Forgive the deliberately provocative headline, because no, I am not about to expound on the vices and virtues of Cuba's socialist revolution. Political science never was my strongest suit and I haven't got the next decade spare.
No, the headline refers to the topic the recently ill Cuban leader chose as the subject for his return to the international arena – biofuels.
In an article today for the communist party's official paper, Granma, Fidel Castro claimed that the rush towards biofuels would condemn more than three million people in the developing world to "premature death by hunger and thirst" as farm land previously used to grow food is handed over to crops for turning into bio-fuels.
According to press agency reports, the article argued that not only would people go hungry as a result of soaring demand for biofuels, but that offering developing world countries subsidies to produce ethanol would drive greater deforestation and accelerate climate change.
He added that the US government's target of using 35 billion gallons of alternative fuels by 2017 would have "sinister" consequences, claiming that the estimate of 3 million deaths was if anything "very cautious".

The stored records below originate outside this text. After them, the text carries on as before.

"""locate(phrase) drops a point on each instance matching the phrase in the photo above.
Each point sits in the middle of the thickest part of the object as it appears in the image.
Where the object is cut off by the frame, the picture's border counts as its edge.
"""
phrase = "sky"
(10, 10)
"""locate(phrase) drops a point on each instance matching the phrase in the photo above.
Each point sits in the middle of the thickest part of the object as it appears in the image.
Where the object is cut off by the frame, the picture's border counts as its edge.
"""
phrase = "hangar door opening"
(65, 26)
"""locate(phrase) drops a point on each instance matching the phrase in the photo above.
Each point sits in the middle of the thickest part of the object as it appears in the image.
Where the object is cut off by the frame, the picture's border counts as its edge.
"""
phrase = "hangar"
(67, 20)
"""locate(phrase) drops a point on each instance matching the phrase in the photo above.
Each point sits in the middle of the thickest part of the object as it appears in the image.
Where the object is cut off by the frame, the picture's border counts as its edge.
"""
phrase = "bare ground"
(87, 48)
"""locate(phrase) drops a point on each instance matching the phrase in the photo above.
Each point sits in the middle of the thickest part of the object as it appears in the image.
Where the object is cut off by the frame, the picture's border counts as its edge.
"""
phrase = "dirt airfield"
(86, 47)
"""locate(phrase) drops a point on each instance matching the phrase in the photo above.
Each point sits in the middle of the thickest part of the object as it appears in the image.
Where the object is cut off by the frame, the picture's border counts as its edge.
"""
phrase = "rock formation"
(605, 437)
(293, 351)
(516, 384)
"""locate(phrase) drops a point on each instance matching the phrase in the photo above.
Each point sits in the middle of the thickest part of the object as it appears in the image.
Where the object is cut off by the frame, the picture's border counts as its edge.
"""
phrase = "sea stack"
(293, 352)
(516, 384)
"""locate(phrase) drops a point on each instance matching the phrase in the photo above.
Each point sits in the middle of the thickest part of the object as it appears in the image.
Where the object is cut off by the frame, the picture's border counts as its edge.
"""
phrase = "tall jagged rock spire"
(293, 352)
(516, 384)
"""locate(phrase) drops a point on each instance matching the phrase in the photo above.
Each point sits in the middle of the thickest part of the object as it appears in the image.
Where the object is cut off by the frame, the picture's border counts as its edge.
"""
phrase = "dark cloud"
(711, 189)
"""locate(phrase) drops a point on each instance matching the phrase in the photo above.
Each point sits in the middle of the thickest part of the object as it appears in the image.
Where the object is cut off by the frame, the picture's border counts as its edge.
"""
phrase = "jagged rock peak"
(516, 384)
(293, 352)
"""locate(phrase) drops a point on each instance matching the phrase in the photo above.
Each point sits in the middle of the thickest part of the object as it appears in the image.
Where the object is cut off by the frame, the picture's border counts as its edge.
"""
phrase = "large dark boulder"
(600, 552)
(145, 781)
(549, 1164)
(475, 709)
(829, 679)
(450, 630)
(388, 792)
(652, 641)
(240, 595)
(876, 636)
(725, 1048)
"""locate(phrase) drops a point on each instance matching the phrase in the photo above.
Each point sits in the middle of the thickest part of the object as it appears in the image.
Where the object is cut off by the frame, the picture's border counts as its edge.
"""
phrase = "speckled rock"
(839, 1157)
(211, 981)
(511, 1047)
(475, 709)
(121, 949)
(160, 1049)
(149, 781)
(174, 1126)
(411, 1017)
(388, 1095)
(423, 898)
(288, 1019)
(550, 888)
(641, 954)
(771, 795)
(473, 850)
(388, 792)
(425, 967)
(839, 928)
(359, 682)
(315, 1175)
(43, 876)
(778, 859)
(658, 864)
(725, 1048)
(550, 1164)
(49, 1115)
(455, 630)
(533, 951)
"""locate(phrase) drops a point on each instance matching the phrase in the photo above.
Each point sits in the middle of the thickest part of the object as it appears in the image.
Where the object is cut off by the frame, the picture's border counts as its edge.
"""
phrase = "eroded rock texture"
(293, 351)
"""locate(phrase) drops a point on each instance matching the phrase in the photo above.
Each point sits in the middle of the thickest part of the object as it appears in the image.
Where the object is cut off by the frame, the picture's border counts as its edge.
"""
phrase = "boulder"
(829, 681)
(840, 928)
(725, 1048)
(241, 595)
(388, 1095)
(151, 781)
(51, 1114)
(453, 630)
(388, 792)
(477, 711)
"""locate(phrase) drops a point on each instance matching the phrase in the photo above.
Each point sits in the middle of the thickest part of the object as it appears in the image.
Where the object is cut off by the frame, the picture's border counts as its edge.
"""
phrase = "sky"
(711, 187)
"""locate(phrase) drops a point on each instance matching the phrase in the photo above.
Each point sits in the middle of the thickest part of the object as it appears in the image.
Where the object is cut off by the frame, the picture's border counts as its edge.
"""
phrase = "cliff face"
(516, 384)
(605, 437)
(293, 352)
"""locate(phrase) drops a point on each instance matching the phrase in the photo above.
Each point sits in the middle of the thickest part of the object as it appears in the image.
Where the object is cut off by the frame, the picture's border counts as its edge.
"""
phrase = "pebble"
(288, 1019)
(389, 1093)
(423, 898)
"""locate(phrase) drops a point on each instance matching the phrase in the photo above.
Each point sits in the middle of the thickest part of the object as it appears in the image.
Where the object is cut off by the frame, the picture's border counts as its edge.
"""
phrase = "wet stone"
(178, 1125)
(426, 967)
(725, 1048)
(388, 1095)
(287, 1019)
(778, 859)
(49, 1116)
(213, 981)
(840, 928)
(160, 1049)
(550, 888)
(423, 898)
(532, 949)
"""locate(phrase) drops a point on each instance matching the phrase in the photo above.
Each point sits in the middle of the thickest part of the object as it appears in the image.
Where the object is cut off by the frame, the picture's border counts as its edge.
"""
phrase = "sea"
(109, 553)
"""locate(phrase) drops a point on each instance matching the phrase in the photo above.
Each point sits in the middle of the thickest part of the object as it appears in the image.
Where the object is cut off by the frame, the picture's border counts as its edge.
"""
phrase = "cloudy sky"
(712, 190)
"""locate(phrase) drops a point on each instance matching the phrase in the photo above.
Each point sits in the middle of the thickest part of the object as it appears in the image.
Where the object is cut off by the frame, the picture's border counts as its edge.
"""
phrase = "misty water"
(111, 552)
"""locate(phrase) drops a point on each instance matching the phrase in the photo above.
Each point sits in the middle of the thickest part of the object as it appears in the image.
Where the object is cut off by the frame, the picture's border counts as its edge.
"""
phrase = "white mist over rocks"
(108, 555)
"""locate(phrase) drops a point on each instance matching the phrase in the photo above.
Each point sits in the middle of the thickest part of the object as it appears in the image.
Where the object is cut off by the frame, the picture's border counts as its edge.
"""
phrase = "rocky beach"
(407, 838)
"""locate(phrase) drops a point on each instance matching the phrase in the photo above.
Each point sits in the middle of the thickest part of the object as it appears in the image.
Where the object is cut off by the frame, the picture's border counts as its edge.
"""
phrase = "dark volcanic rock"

In the past year biofuels have become an increasingly popular mechanism for reducing carbon emissions amongst western governments. US President George Bush recently visited Brazil to secure co-operation on the development of more biofuel to meet his new alternative fuel targets, while on the other side of the Atlantic the European Union and the UK have also set targets to increase the proportion of fuel that comes from biofuels.

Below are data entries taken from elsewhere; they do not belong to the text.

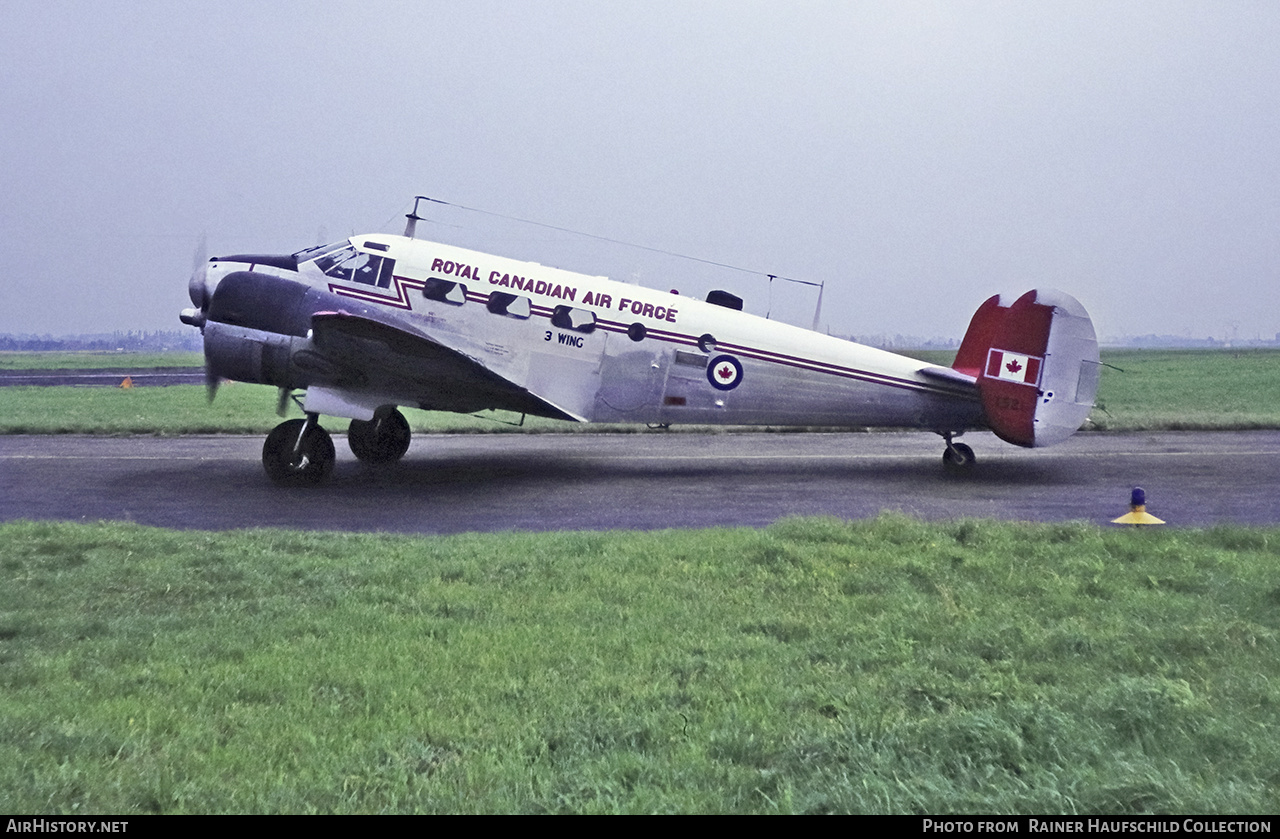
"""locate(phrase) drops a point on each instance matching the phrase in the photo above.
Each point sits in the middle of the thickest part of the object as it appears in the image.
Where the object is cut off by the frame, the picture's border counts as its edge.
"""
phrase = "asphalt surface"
(652, 480)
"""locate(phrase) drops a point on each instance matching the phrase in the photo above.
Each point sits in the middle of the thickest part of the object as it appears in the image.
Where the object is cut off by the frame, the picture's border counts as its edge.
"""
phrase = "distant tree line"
(132, 341)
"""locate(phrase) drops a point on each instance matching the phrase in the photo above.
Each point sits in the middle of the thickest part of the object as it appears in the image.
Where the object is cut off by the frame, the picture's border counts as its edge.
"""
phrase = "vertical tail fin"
(1037, 365)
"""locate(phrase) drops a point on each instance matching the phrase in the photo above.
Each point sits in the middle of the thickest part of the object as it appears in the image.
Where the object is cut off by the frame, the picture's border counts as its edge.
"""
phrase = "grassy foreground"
(1142, 390)
(813, 666)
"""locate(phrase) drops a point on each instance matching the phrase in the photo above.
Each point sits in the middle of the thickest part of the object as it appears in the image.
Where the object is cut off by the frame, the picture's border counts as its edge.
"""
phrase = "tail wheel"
(383, 439)
(959, 457)
(291, 461)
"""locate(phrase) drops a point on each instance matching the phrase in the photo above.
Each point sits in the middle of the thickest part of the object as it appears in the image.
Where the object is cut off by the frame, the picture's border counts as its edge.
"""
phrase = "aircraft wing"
(361, 354)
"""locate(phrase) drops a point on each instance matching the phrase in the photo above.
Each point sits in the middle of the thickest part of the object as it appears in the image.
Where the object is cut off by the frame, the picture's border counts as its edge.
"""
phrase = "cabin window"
(352, 267)
(690, 359)
(575, 319)
(512, 305)
(446, 291)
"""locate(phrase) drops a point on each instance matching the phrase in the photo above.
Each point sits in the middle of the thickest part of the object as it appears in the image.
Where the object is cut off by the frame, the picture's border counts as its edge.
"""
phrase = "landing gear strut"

Many will dismiss Castro's article as yet more anti-US posturing, but it is just the latest episode in a growing backlash against biofuels.
Earlier this week, leading UK environmentalist George Monbiot called for a five year moratorium on biofuels, claiming that not only had increased demand led to an increased risk of food shortages in several countries and a doubling of the price of maize in the last year but that the environmental credentials of the fuel were also subject to serious doubt.
Citing a report from Dutch Consultancy Delft Hydraulics, Monbiot claimed that where forests are cleared for palm oil biodiesel plantations - as is increasingly the case in countries such as Indonesia – the release of CO2 from burning the trees and peat results in 33 tonnes of CO2 emissions per tonne of palm oil, or ten times more than that emitted from petroleum.
A lobby group called Biofuelwatch has launched a campaign calling on the EU to abandon its biofuel targets and rethink its alternative fuel strategy.
Advocates of biofuels meanwhile argue that reliance on maize and palm oil and other crops to generate fuel will be short lived because a second generation of more efficient bio fuels based on straw or grass or wood will be developed. But, as Monbiot argues, there is no set timeline for their emergence and numerous technical difficulties to still be overcome in their development.
Where these concerns leave businesses who have been led to believe that using biofuels to power their transport fleets is a positive, cost effective and environmentally sustainable step is unclear, particularly when western governments appear committed to supporting the growing biofuel industry and Gordon Brown only last week extended the tax rebate for biofuels until 2010.
A cynic would argue governments have backed a strategy that allows us to continue to use our vehicles while simultaneously letting the automotive and fuel industries get away with not investing as heavily in genuinely clean technologies. With these powerful lobby groups satisfied it has then either failed to think through or completely ignored the environmental and humanitarian implications of using agricultural land to power cars rather than feed people.
In contrast, supporters of biofuels will accuse the environmentalists and the old political fire brand Castro of scaremongering and attempting to scupper an embryonic green industry that does not fit their luddite agenda.
As with so many environmental debates the problem for the biofuel end user is one of who to believe.
However, regardless of who is in the right environmentally responsible firms considering using biofuels for their fleet really need to be aware of these concerns and should urgently seek independent guidance on how environmentally friendly biofuels actually are.
The last thing a firm wanting to bolster its green credentials needs is to inadvertently move to a fuel that could be ten times more polluting than petroleum and if there is any risk that this could be the case then it needs to be assessed.
In the meantime, it is worth reminding any firm with a green transport policy that the best way to cut emissions, regardless of whether you use petroleum or biofuels, is to limit journeys wherever possible.